Data augmentation instead of explicit regularization

This is the main project of my PhD. I came up with the idea after linking several observations: 1) Data augmentation seemed to provide much larger generalization gains than weight decay or dropout. 2) Weight decay and dropout are very sensitive to tuning their hyperparameters. 3) The deep learning literature lacked a systematic analysis of how these techniques interact with each other. The main conclusion is that weight decay and dropout seem unnecessary and they can be safely replaced by data augmentation.

In order to contrast data augmentation and explicit regularization (weight decay and dropout), we trained different network architectures on several benchmark data sets for image object recognition, turning on and off the regularizers and with different data augmentation schemes. Besides, we vary the amount of available training data and the depth of the architectures.

In general, we find that data augmentation has many advantages over explicit regularization: first, in the vast majority of the experiments, training with only data augmentation outperforms training with both explicit regularization and data augmentation, as opposed to the common practice in deep learning.

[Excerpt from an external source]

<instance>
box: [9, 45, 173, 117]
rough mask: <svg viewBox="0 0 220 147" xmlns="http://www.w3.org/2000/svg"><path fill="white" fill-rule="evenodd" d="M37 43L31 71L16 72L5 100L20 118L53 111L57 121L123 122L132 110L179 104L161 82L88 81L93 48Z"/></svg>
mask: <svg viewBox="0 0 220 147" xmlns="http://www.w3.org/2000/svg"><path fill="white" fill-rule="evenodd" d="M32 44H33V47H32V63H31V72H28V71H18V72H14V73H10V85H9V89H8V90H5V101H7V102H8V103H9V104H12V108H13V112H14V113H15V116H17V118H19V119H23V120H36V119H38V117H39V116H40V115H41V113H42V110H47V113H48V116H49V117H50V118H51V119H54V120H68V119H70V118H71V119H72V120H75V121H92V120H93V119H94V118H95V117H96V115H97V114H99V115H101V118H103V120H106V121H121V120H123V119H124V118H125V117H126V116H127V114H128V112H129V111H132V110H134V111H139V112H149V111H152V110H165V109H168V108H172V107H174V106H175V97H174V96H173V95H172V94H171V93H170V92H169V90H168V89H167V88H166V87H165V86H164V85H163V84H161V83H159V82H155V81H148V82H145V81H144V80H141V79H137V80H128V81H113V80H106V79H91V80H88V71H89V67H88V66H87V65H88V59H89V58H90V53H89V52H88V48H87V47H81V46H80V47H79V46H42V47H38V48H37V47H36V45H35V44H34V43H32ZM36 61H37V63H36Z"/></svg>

Critically, the superiority of data augmentation becomes much larger if the available training data is scarce or if the architecture changes, because the hyperparameters of weight decay and dropout are very sensitive to such changes.

Furthermore, we have recently shown that deep neural networks trained with heavier data augmentation seem to learn representations that more closely resemble those in the inferior temporal (IT) cortex of the human visual cortex, that is the highest-level region in the object recognition network in the brain.